Code Listing 2.66. Timeit
python3 -m timeit -n100000 -r100 --setup='name="Jose Jimenez"' 'out = f"My name... {name}"'
# 100000 loops, best of 100: 55.9 nsec per loop

python3 -m timeit -n100000 -r100 --setup='name="Jose Jimenez"' 'out = "My name... {name}".format(name=name)'
# 100000 loops, best of 100: 327 nsec per loop

python3 -m timeit -n100000 -r100 --setup='name="Jose Jimenez"' 'out = "My name... %s" % name'
# 100000 loops, best of 100: 124 nsec per loop
-n N, --number=N
how many times to execute ‘statement’

-r N, --repeat=N
how many times to repeat the timer (default 5)

-s S, --setup=S
statement to be executed once initially (default pass)

-p, --process
measure process time, not wallclock time, using time.process_time() instead of time.perf_counter(), which is the default

-u, --unit=U
specify a time unit for timer output; can select nsec, usec, msec, or sec

-v, --verbose
print raw timing results; repeat for more digits precision

-h, --help
print a short usage message and exit

2.3. Use cases

2.3.1. Setup

DATA = [
    {'Sepal length': 5.1, 'Sepal width': 3.5, 'Species': 'setosa'},
    {'Petal length': 4.1, 'Petal width': 1.3, 'Species': 'versicolor'},
    {'Sepal length': 6.3, 'Petal width': 1.8, 'Species': 'virginica'},
    {'Petal length': 1.4, 'Petal width': 0.2, 'Species': 'setosa'},
    {'Sepal width': 2.8, 'Petal length': 4.1, 'Species': 'versicolor'},
    {'Sepal width': 2.9, 'Petal width': 1.8, 'Species': 'virginica'},
]

2.3.2. Statements

  • Runtime: Jupyter %%timeit

Code Listing 2.67. Code 1
%%timeit

fieldnames = set()

for row in DATA:
    fieldnames.update(row.keys())

# 1.53 µs ± 8.41 ns per loop (mean ± std. dev. of 7 runs, 1000000 loops each)
Code Listing 2.68. Code 2
%%timeit

fieldnames = set(key for record in DATA for key in record.keys())

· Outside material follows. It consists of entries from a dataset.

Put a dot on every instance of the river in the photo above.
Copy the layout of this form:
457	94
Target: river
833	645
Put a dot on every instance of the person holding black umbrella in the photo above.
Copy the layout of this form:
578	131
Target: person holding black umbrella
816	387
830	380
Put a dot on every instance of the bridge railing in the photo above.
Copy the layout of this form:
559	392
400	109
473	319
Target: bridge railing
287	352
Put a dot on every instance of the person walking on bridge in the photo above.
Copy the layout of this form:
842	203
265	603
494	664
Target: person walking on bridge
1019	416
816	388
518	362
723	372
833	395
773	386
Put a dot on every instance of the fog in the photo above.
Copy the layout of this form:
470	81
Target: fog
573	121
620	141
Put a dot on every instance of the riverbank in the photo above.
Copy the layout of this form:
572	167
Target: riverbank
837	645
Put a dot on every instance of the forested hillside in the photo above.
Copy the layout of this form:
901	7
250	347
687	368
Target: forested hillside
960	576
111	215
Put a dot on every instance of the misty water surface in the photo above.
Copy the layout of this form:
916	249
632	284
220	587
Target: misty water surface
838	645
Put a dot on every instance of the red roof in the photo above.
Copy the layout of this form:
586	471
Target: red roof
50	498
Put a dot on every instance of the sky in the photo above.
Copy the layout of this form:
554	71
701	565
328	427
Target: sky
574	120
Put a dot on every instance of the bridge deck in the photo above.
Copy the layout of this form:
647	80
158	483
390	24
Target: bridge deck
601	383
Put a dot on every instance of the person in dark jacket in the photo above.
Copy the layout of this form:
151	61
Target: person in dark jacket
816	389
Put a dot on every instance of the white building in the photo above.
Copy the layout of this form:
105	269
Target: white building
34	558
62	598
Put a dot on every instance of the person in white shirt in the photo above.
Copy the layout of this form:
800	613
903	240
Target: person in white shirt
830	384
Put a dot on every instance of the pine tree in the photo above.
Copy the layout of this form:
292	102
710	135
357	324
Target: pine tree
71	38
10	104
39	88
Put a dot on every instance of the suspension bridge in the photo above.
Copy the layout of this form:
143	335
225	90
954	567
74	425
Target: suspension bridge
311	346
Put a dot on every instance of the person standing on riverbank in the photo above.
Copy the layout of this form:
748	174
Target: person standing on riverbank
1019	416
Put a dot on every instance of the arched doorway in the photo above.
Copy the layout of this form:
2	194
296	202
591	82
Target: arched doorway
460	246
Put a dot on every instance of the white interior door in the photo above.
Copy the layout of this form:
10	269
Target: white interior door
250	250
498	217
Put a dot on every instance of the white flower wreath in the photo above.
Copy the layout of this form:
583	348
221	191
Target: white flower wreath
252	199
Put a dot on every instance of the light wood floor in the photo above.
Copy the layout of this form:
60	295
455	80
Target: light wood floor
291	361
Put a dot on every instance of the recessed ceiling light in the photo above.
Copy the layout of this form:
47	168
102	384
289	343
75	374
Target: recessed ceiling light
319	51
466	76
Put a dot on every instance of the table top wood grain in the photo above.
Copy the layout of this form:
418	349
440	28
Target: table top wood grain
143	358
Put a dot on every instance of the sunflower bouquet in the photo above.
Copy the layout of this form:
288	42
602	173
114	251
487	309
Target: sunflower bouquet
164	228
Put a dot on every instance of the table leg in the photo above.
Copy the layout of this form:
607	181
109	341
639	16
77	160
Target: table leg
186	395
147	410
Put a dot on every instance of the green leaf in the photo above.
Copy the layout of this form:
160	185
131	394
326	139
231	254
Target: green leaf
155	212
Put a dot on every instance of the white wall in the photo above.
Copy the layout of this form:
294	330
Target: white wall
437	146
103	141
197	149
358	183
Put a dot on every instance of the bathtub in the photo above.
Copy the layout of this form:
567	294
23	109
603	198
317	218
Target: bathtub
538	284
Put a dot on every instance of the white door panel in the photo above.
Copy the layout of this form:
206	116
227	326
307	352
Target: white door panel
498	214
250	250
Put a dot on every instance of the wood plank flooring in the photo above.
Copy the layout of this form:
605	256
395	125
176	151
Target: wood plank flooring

# 2.03 µs ± 49.9 ns per loop (mean ± std. dev. of 7 runs, 100000 loops each)
Code Listing 2.69. Code 3 (Is it correct?!)
%%timeit

fieldnames = set()
fieldnames.add(key
    for record in DATA
       for key in record.keys())

# 431 ns ± 5.93 ns per loop (mean ± std. dev. of 7 runs, 1000000 loops each)
Code Listing 2.70. Code 4
%%timeit

fieldnames = set()
fieldnames.update(tuple(x.keys()) for x in DATA)

# 2.11 µs ± 51 ns per loop (mean ± std. dev. of 7 runs, 100000 loops each)
Code Listing 2.71. Code 5
%%timeit

fieldnames = list()

for row in DATA:
    for key in row.keys():
        fieldnames.append(key)

set(fieldnames)

# 2.43 µs ± 63.9 ns per loop (mean ± std. dev. of 7 runs, 100000 loops each)
Code Listing 2.72. Code 6
%%timeit

fieldnames = set()

for row in DATA:
    for key in row.keys():
        fieldnames.add(key)
Code Listing 2.73. Code 7
%%timeit

fieldnames = list()

for row in DATA:
    for key in row.keys():
        if key not in fieldnames:
            fieldnames.append(key)

2.4. Summary

  • Code 3 appends generator object not values, this is why it is so fast!